A ritual with weaknesses
Year after year, the same ritual unfolds: financial supervisors and regulators – sometimes national, sometimes supranational – assign their subjects labour-intensive tasks to be quietly completed, and submitted on time over weeks and months. Afterward, the supervisors examine, analyse, calculate, and assess these results, equally quietly and undoubtedly just as laboriously. Ultimately, they publicly announce the findings – aggregated, without naming names, and accompanied by the assertion that the financial industry as a whole is solid, resilient, and healthy. But here comes the significant caveat: this fundamentally satisfactory assessment can change rapidly.
A period of calm follows the stress test – until the next one comes along. The process generates substantial work and costs for banks, raising questions about its purpose. Depending on the assumptions underlying the negative scenarios, the impact on earnings and capital depletion varies in intensity. As a result, the accusation of arbitrariness is sometimes made in financial circles. One might assume that the supervisors put considerable thought into developing their scenarios. The outcomes provide insights into where the financial system is struggling, and raise awareness of potential negative developments. When deficiencies become apparent, regulators scrutinise more closely, or demand higher capital buffers.

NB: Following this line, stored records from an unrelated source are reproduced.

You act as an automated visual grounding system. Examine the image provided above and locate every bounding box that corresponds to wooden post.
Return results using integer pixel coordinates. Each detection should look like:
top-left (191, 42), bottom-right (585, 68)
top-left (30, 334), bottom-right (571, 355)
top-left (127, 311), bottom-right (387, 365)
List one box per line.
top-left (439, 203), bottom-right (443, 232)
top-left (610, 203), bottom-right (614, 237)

Overall, this approach is sound and justified. However, doubts within the industry regarding the cost-benefit ratio, and the general validity of stress tests, are valid concerns. Moreover, the assumptions can quickly become outdated, as seen in 2022 when the repercussions of the Ukraine war rendered them obsolete. Additionally, stress tests offer little insight into the quality of management.
A prime example of how quickly seemingly solid institutions can falter due to governance weaknesses – despite strong capital and liquidity ratios – is Credit Suisse.
The regulators have recognised these weaknesses and are attempting to act more swiftly, while also aiming to reduce the burden on smaller institutions. Nevertheless, some have indicated in the past that they wish to tighten regulations further. As a result, large banks will need to prepare for even more frequent and rigorous assessments.